Votação – A votação, prevista inicialmente para 19 de junho, segundo o calendário do CNT, foi adiada por razões técnicas e logísticas, segundo a comissão eleitoral. Num total de seis milhões de habitantes, 2,7 milhões de líbios estão inscritos nas listas eleitorais.

Embora mais de 4.000 candidatos individuais ou inscritos nas listas de movimentos políticos tenham se apresentado, a comissão eleitoral só declarou elegíveis 2.501 independentes e 1.206 de grupos políticos.

No total, 620 mulheres apresentaram suas candidaturas e estão bem representadas nas listas dos partidos, embora entre os candidatos individuais só representem 3,4%.

Disputa – Durante a campanha eleitoral, que terminou na quinta-feira, principalmente três partidos se destacaram. Dois deles são islamitas: o Partido da Justiça e da Construção (PJC), um braço da Irmandade Muçulmana, e o Al-Watan, do polêmico ex-chefe militar de Trípoli Abdelhakim Belhaj.

O terceiro grupo político de destaque é o dos liberais, reunidos em uma coalizão lançada por Mahmud Jibril, o ex-primeiro-ministro do CNT durante a revolta contra Kadafi.

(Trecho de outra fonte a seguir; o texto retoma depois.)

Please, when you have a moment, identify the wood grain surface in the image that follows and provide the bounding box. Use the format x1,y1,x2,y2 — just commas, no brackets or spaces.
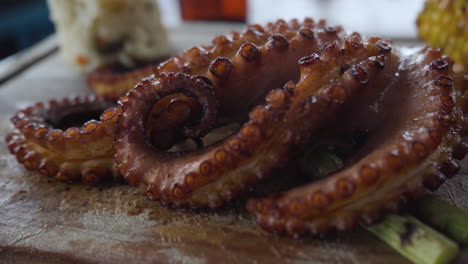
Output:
0,27,468,264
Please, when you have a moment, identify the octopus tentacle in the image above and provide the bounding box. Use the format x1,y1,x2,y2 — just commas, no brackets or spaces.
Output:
6,96,119,183
86,57,168,102
114,34,397,208
248,48,467,235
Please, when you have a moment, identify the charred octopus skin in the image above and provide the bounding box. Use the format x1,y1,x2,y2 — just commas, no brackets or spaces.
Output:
248,48,468,236
114,18,467,235
88,19,344,120
7,19,468,236
6,96,119,183
114,18,404,208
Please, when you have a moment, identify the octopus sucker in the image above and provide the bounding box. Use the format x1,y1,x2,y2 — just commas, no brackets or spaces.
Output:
114,26,398,208
248,46,466,236
88,17,345,115
6,18,468,237
6,96,119,183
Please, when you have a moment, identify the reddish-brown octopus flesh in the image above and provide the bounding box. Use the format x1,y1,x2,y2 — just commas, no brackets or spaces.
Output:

A repartição geográfica dos assentos da assembleia foi muito discutida, sobretudo no leste do país, onde os partidários do federalismo pediam mais deputados. O Conselho Nacional de Transição decidiu finalmente distribuir assentos de acordo com considerações demográficas, de modo que 100 serão eleitos no oeste do país, onde há o maior número de habitantes, 60 no leste e 40 no sul.

O CNT também decidiu sob pressão que o sistema de votação da futura Assembleia Constituinte seja por maioria de dois terços, de modo que o oeste do país não possa tomar uma decisão sem a aprovação das outras regiões.

Mas os federalistas exigem uma “repartição equitativa” dos assentos e ameaçam boicotar e até sabotar o processo eleitoral se suas reivindicações não forem levadas em conta. Nos últimos dias houve até saques nos centros de votação no leste da Líbia, sobretudo na cidade de Benghazi.

Tensão – Diante dessas ameaças, existem dúvidas sobre a capacidade das autoridades de garantir a segurança das eleições, em um país onde milícias com armas pesadas circulam impunemente .

Nesta semana, os partidários de uma maior autonomia para o país convocaram, no leste do país, o boicote da votação e ameaçaram sabotar as eleições para denunciar a divisão de cadeiras da futura assembleia. Estas tensões terminaram na morte, na sexta-feira, de um funcionário da Comissão Eleitoral devido a um disparo de arma leve contra um helicóptero que transportava material para as eleições na região de Hauari, sul de Benghazi, a principal cidade do leste.

Além disso, o terminal petroleiro de Ras Lanouf foi fechado na quinta-feira por partidários do federalismo.